Finance & DevelopmentFinance8 Habits of Effective Hotel Investors

8 Habits of Effective Hotel Investors

Major urban markets present plenty of positive trends, but there has also been an increase in demand for secondary markets and for new and innovative concepts from younger, experience-focused travelers like millennials. There has been a spike in tourism since legislation loosened up and made it easier for global travelers to visit the United States. While international visitors are naturally attracted to familiar American cities like New York and Los Angeles, investors have also monitored the domestic movement of businesses and populations from suburbs back into cities.
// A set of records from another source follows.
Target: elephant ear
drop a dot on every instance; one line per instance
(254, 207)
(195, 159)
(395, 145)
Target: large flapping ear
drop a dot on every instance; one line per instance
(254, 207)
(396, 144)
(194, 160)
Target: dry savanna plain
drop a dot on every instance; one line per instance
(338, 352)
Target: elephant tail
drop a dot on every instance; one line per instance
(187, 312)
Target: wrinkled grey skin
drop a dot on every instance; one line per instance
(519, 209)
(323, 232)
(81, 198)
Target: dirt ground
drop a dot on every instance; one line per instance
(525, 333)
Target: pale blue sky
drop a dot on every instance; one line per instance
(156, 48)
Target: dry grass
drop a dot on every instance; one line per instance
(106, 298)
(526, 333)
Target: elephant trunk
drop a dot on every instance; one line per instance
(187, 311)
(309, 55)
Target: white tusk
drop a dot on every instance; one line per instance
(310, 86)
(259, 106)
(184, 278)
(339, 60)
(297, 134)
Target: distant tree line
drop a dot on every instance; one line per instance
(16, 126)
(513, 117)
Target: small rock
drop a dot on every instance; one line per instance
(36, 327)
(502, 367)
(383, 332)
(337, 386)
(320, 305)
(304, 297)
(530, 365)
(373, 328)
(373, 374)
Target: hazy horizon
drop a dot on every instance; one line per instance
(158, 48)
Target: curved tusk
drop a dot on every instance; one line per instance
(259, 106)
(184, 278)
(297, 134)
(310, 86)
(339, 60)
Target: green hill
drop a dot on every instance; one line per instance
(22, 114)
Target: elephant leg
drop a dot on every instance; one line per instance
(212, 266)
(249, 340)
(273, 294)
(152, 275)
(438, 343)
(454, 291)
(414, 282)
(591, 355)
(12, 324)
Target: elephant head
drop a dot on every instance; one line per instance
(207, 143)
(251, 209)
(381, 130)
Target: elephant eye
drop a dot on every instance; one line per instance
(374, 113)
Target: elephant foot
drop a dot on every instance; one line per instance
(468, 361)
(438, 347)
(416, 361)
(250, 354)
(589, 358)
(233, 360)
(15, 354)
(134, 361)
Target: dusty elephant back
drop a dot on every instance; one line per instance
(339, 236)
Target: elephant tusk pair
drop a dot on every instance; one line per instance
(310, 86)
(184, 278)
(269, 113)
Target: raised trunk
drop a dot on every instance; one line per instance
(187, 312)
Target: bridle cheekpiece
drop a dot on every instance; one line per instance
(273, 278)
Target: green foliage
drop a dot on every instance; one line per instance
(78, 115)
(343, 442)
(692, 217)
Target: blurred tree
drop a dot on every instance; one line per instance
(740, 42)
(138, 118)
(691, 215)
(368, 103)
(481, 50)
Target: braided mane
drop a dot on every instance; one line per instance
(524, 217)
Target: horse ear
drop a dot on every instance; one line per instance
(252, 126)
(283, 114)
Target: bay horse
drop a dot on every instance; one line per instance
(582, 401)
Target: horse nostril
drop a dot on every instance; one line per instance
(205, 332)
Prosperous and successful hotel investors have expanded their businesses by investigating products and markets where it may be difficult to get a foothold. “We focused on cities where it’s difficult to build,” Bortz says. “There’s a lot of competition for land from other uses, so when you own there, it’s great.” Case in point, 13 of the REIT’s hotels are located in California cities like San Diego, Los Angeles, and San Francisco, where building permits are even more difficult to come by than unoccupied commercial space. “When you are trying to be a developer of a new product there, it’s a really tough place to be successful.”
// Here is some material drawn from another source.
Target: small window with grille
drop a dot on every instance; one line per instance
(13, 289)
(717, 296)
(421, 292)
Pebblebrook has long maintained a relationship with Kimpton Hotels & Restaurants and currently has 10 Kimpton properties in its portfolio. In December, InterContinental Hotels Group purchased Kimpton for $430 million. The takeover comes at a time when boutique hotels represent the fastest growing segment in the hotel industry, which is why Bortz says he hopes IHG retains Kimpton’s identity under the larger ownership group. He sees it as a special hotel collection that attracts unique customers with typically smaller properties that are focused on the style and local culture found in cities.

“In a city, it’s much easier for us to create a unique product and have it be successful because folks are already gearing up to come to those cities, and our efforts aren’t about trying to attract them to Boston or New York or San Francisco or L.A.,” says Bortz. “It’s also about selecting us from the multitude of choices if they decide to come to those markets,” he adds.
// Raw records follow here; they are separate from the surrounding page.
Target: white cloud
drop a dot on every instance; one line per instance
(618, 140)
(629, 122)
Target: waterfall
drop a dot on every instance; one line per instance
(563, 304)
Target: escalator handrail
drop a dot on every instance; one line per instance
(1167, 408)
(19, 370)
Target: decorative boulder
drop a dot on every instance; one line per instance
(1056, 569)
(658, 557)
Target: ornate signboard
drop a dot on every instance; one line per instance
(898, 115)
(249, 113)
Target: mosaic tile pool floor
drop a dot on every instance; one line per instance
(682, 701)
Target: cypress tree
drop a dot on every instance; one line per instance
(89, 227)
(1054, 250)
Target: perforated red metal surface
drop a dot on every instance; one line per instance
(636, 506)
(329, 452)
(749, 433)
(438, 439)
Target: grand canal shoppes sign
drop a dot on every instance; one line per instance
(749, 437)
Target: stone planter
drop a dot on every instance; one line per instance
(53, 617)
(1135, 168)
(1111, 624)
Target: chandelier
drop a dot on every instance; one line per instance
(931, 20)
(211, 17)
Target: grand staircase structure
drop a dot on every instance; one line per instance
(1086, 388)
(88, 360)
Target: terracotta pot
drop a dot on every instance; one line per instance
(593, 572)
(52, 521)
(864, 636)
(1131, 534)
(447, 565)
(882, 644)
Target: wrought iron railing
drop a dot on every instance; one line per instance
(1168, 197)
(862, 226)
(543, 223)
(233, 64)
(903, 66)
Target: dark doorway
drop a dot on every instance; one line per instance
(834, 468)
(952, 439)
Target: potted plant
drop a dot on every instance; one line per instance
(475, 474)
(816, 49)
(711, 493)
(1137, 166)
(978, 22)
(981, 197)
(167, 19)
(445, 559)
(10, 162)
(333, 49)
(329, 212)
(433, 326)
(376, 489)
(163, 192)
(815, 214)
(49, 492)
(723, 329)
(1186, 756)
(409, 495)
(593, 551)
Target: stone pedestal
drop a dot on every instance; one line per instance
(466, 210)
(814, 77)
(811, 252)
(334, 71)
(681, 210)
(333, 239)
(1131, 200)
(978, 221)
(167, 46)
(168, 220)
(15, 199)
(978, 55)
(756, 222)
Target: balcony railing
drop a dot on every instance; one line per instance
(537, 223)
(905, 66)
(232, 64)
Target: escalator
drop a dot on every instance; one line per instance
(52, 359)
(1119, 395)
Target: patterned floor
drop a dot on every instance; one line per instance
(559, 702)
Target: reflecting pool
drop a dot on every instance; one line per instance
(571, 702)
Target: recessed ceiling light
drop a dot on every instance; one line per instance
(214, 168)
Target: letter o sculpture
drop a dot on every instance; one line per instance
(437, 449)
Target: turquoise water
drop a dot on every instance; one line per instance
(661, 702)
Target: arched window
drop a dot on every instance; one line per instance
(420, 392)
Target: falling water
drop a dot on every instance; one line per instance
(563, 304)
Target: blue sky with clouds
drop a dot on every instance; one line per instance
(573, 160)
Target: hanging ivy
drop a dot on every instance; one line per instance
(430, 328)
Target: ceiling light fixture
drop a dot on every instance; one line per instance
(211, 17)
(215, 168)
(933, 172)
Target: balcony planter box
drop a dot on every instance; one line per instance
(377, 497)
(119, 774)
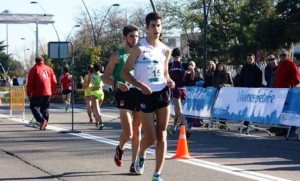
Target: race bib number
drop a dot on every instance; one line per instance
(154, 73)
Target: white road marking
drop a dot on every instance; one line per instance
(197, 162)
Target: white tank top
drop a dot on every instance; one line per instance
(150, 65)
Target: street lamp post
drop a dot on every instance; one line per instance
(7, 12)
(92, 26)
(206, 9)
(98, 34)
(35, 2)
(75, 26)
(95, 38)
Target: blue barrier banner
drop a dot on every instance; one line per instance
(259, 105)
(291, 110)
(199, 102)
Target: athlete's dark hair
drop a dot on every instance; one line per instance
(152, 17)
(97, 67)
(128, 29)
(66, 69)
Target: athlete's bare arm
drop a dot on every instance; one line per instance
(106, 76)
(170, 82)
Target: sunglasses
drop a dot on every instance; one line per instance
(270, 59)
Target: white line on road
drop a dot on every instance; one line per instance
(196, 162)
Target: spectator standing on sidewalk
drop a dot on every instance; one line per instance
(97, 94)
(222, 78)
(273, 64)
(150, 60)
(125, 96)
(209, 76)
(41, 85)
(190, 74)
(287, 76)
(87, 92)
(178, 93)
(236, 80)
(66, 87)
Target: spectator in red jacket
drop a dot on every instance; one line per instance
(287, 73)
(287, 76)
(41, 85)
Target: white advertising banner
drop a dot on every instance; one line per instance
(260, 105)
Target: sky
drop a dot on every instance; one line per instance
(22, 38)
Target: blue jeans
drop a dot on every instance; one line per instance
(39, 107)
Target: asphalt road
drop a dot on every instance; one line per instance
(29, 154)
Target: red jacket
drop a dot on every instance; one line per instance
(66, 81)
(41, 81)
(287, 74)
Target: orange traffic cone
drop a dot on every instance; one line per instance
(182, 148)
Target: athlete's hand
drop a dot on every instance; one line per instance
(170, 83)
(145, 89)
(123, 87)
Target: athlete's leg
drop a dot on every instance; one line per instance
(161, 133)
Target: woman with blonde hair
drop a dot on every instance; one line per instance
(87, 92)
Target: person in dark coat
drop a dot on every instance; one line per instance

That philosophy feeds the idea that location is as important as ever in hotel investing. So while some hotel developers may be forward-thinking visionaries that are finding success by staying true to a strict set of investment strategies, location will always be the oxygen of the industry.

“If you have a slam dunk location, you are going to perform well no matter what,” says Vesta’s Takach. His company has 10 properties—mostly in the Pacific Northwest—and is currently more focused on acquisition than redevelopment. Citing a competitive market in which many other investors are sizing up similar properties, Takach puts a premium on pounding pavement and cultivating personal relationships. “The idea is that there’s a hotel that’s doing well, so let’s go buy it,” he says. “It doesn’t always work that way.”

Gathering and Using Data
Vesta Hospitality tends to look outside of ultra-competitive primary markets for new acquisitions, putting in the work to identify pockets of growth in cities like Glendale, Ariz., and Savannah, Ga. “We make investments where we think we can make money,” Takach says of Vesta’s opportunistic strategy. Based in Vancouver, Wash., the firm offers services that include day-to-day operations of properties, from accounting to staff recruitment and training.

Beyond focusing on basic investment principles, such as the importance of a property’s location and the metrics of a market’s performance, Vesta likes to find off-market properties, which tend to require less resources and time to acquire. One such acquisition, a Holiday Inn in Lincoln, Neb., that Vesta acquired for $15 million in 2008 and then renovated for $8 million, recently paid off for the firm when AJ Capital Partners bought it in January. The Chicago-based real estate investment company paid just over $25 million for the 16-story 231-room hotel and announced plans to convert it to a Graduate Hotel, its boutique collection targeting college markets. Vesta will stay on to manage the property, which sits just a few blocks from the University of Nebraska campus.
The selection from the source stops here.